Texas Attorney General Ken Paxton is leading the charge to end Deferred Action for Childhood Arrivals, an Obama-era amnesty program for illegal immigrants who first entered the country as minors.
Texas is one of seven states suing the Trump administration to end the program. That number will likely grow in the coming days and weeks.
While President Donald Trump stated last year that he officially wanted to end DACA, he deferred this responsibility to Congress, who in turn has done nothing.
The basis for the lawsuit stems from the idea that when DACA was enacted by former President Barack Obama, it was done so unilaterally by the Executive Branch, and thus it is unconstitutional.
“The executive unilaterally conferred lawful presence and work authorization on otherwise unlawfully present aliens” the lawsuit states.
A similar program, Deferred Action for Parents of Americans, or DAPA, was blocked by a lawsuit also led by Paxton in 2016 that went all the way to the United States Supreme Court.
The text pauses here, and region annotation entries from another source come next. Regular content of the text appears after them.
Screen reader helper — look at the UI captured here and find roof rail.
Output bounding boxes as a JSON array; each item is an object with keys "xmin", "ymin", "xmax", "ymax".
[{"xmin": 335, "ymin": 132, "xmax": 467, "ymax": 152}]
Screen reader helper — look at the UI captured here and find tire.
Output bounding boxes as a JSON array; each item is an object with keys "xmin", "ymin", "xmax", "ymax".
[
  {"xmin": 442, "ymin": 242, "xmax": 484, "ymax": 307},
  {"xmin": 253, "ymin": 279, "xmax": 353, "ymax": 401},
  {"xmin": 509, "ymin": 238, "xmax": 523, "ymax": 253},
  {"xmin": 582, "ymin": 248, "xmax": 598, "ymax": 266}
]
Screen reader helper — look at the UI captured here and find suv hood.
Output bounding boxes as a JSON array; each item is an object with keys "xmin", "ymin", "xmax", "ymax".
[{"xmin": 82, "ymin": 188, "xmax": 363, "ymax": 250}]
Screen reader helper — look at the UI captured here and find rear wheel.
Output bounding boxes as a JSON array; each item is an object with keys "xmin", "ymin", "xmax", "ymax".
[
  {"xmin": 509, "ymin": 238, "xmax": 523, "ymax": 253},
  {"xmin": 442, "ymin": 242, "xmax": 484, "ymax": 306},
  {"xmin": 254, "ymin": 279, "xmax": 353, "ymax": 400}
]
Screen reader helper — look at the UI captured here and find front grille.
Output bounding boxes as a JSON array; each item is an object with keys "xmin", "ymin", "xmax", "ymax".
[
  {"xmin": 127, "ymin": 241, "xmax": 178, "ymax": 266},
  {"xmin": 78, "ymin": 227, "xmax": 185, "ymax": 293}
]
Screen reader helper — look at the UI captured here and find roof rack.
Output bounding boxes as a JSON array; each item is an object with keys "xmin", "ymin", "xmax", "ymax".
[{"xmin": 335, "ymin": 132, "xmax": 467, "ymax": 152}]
The issue of rescinding DACA became much more urgent after a judge on the Federal District Court for the District of Columbia ruled that the program must continue. Paxton drew attention to the activist judges doing as much as they could to save DACA, saying “unelected federal judges are forcing the Trump administration to leave an unlawful program in place indefinitely as legal challenges drag on.”
While Paxton in the past had threatened to sue the Trump Administration should they uphold DACA, Paxton backed off after Trump announced that he intended to repeal the program. However, the decision by some federal judges to continue the program has pushed Texas and the six other states to move along with their lawsuit.